人工知能というと、多くの人がまず思い浮かべるのは大規模言語モデル(LLM)や、個人の業務を支援するアシスタント、あるいはソフトウェア開発支援ツールだろう。しかし近年では、より一般的な用途にとどまらず、製造業やエンジニアリング分野に特化した「産業AI」によって効率を次の段階へ引き上げようとする動きが広がっている。
オーストリアのスタートアップ Emmi AI は2024年末に設立されたばかりながら、「物理AI(Physics AI)」という新たな分野において先駆的な地位を確立している。2025年には、欧州の有望スタートアップを選出する『Sifted AI 100 Report』にも選出された。Siftedは有力なイノベーション専門メディアであり、AIによって産業構造の転換をもたらし得る企業を毎年紹介している。
同社名は、歴史上最も影響力のある数学者の一人であるエミー・ネーターに由来する。

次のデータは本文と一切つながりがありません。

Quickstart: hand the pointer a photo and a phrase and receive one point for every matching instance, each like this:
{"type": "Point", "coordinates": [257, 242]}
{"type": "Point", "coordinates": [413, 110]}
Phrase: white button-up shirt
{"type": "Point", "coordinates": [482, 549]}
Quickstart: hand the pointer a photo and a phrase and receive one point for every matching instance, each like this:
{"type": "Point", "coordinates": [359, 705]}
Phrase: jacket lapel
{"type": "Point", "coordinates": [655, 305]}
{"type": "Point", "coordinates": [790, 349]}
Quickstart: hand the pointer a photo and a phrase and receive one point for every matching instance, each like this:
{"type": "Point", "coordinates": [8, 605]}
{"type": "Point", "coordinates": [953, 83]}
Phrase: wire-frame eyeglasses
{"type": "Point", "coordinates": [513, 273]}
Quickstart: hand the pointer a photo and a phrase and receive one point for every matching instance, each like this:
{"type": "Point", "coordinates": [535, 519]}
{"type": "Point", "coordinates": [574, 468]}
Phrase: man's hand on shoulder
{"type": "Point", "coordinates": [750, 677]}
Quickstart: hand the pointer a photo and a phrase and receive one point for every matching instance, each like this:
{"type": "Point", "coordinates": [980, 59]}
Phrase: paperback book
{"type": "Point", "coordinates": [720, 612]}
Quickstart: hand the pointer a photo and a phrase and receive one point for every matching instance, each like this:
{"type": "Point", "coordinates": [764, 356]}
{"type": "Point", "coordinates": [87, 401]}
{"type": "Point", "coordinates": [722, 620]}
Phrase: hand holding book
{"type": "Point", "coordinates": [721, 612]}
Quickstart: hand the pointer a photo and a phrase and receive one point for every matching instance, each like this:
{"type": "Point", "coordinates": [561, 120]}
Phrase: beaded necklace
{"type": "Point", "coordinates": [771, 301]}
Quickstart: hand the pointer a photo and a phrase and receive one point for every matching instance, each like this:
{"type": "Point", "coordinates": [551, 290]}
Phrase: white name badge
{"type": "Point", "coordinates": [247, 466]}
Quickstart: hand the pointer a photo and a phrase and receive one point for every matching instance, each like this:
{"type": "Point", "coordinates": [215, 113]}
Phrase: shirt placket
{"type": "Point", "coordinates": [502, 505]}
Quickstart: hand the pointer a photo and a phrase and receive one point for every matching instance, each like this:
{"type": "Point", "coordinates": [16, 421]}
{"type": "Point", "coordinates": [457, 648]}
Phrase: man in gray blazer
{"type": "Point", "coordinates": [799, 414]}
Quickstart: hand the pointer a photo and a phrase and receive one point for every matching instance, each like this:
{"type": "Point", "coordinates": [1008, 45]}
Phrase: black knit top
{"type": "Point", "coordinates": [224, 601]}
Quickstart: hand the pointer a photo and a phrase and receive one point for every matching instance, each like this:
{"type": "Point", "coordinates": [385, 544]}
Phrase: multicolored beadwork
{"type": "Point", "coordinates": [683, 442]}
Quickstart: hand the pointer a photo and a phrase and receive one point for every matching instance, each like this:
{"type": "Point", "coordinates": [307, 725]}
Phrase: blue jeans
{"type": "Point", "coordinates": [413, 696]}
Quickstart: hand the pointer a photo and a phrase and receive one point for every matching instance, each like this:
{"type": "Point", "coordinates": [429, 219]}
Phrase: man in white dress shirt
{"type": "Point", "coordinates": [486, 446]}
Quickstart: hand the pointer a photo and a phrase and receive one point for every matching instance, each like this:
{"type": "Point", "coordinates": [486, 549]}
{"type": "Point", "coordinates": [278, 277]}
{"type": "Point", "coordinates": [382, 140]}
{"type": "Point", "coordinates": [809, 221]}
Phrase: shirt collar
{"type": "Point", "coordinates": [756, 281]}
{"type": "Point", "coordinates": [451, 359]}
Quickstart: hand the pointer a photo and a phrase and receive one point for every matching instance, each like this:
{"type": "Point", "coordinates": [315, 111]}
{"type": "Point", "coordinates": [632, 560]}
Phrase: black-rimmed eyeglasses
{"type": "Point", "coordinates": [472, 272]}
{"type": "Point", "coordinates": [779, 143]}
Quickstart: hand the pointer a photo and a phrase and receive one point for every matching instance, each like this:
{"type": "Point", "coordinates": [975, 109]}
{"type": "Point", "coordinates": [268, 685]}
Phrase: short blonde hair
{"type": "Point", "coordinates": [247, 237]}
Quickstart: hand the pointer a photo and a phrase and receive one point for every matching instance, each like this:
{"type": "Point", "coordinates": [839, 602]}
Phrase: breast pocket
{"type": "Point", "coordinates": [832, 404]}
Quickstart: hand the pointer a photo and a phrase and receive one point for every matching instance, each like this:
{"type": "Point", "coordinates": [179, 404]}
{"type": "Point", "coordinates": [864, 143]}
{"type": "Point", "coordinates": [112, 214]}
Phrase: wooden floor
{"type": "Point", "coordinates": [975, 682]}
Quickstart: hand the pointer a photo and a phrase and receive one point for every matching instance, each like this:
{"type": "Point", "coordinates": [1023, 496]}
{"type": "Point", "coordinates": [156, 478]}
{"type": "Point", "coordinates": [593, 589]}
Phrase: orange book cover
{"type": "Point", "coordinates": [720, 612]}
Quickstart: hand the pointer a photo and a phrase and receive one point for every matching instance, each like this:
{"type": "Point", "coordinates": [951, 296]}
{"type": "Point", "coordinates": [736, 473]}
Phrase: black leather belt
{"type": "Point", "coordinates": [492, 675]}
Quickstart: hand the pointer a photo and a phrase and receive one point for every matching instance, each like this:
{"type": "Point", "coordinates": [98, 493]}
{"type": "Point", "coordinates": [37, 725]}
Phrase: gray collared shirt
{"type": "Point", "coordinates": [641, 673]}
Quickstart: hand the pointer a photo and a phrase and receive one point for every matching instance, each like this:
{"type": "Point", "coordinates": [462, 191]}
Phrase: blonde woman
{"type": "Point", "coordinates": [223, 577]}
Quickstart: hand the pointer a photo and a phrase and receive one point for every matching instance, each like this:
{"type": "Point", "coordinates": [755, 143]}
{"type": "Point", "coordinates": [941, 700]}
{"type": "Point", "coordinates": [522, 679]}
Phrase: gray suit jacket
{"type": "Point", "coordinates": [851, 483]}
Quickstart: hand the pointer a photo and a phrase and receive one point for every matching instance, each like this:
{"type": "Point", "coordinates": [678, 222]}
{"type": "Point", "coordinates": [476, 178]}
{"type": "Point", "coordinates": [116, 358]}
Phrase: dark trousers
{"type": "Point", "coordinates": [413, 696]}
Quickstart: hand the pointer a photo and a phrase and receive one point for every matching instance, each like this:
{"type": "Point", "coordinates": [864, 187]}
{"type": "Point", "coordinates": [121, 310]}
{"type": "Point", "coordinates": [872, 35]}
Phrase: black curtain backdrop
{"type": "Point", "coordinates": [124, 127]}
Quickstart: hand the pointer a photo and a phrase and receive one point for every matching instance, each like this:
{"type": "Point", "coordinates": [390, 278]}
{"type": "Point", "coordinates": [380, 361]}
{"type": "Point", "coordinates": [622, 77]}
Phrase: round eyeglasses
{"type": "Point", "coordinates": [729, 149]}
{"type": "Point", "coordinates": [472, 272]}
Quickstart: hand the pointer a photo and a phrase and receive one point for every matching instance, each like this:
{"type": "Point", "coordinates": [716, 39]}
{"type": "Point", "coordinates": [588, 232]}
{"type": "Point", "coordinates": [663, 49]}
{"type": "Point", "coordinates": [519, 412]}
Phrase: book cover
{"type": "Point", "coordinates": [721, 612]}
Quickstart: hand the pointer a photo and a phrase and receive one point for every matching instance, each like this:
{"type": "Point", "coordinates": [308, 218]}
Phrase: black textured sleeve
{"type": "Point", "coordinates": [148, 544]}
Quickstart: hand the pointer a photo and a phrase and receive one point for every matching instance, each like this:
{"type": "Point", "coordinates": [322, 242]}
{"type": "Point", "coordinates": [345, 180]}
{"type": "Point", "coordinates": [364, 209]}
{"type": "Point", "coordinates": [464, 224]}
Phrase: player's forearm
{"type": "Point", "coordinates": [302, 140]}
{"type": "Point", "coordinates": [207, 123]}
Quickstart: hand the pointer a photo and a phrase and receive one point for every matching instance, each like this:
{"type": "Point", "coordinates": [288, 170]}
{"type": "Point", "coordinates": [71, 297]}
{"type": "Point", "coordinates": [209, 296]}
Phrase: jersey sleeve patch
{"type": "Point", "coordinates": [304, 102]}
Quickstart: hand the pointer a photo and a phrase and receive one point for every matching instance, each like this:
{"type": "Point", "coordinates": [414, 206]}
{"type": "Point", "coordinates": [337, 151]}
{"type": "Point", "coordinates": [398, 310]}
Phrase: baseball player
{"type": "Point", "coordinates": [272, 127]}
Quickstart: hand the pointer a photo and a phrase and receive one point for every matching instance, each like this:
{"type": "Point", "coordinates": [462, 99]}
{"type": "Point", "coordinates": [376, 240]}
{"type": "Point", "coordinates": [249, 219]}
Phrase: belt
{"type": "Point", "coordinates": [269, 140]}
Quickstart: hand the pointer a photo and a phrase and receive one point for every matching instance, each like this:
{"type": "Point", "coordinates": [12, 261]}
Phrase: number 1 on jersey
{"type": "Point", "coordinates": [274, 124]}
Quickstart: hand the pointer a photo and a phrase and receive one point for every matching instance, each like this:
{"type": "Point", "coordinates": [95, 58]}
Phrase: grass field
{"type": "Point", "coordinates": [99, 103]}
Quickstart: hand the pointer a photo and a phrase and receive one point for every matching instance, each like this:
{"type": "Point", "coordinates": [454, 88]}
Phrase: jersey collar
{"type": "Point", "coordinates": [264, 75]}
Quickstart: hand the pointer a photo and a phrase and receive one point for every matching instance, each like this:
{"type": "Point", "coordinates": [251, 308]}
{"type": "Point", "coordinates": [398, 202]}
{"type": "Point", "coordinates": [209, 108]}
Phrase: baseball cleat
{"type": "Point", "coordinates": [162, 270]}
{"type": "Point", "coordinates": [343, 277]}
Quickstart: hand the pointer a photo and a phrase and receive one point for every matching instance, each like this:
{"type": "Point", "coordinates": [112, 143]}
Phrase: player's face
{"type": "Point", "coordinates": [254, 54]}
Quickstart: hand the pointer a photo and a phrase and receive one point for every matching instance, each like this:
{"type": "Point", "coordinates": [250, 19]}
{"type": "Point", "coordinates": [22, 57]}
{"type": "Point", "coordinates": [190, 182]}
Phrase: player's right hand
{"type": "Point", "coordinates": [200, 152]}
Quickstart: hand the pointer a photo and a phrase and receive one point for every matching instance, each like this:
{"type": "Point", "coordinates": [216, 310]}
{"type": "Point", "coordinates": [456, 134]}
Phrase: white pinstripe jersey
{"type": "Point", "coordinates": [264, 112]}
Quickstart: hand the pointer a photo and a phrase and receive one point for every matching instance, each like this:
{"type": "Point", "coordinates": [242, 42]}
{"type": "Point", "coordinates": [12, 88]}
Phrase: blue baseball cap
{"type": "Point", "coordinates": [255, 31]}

複雑な物理法則を単純化し、普遍的に適用するという彼女の思想は、現代物理学の基礎形成に大きく貢献した。その思想は現在も同社の技術開発や企業理念の礎となっている。
Emmi AIのアプローチは、現実世界の物理法則をAIに学習させ、それを産業製造に応用するというものだ。流体力学、温度変化、材料変形といった物理現象をAIモデル上でシミュレーションすることで、自動車、航空機、タービン、半導体といった分野の設計・製造プロセスを高度化する。
従来のシミュレーションは非常に複雑で、数日を要することもあるが、AIを活用することで数秒単位まで短縮可能になる。例えば自動車業界では、新型車の開発にあたり5万〜10万回の衝突シミュレーションが必要とされるが、AIは開発・製造サイクルを大幅に短縮し、効率化と高精度化を同時に実現する。その結果、よりエネルギー効率が高く、性能面でも優れた製品開発が可能となる。
では、こうした技術とフランスのMistral AIはどのように結びつくのか。Mistral AIは2023年設立の企業で、欧州を代表する大規模言語モデル開発企業として急成長を遂げている。オープンソース戦略を採用し、欧州内にデータセンターを展開するなど、OpenAI、Google、Anthropicといった米国企業に対抗する存在として注目されている。
Mistral AIは、Emmi AIとの統合を通じてAIを次のステージへ進化させ、製造業の変革を牽引・支援する存在となることを目指している。
買収額の詳細は公表されていないが、報道によれば9桁規模(1億以上)の金額とされている。Mistral AIが選ばれた理由は、買収額だけではなかった。より高額な提案もあったとみられるが、事業内容やビジョンとの親和性が決め手となった。また、Emmi AI自身も欧州企業との連携を重視する方針を掲げていた。
今回の買収は、欧州のAI戦略においても重要な意味を持つ。これまでAIや先端技術分野では米国と中国が主導的立場にあったが、こうした動きは欧州の技術的自立性を高め、新たな市場や機会を切り開く可能性を示している。
Emmi AIの拠点は今後もオーストリアに維持される予定であり、「欧州発AI」の中核拠点としての役割が期待されている。今回の買収は、オーストリアのスタートアップ・エコシステムにとっても象徴的な出来事であり、同国がテクノロジー・研究開発拠点として持つ競争力を示すものとなった。Emmi AIはリンツのヨハネス・ケプラー大学から生まれたスピンオフ企業であり、設立からわずか短期間で世界のトップレベルで競争する企業へと成長を遂げている。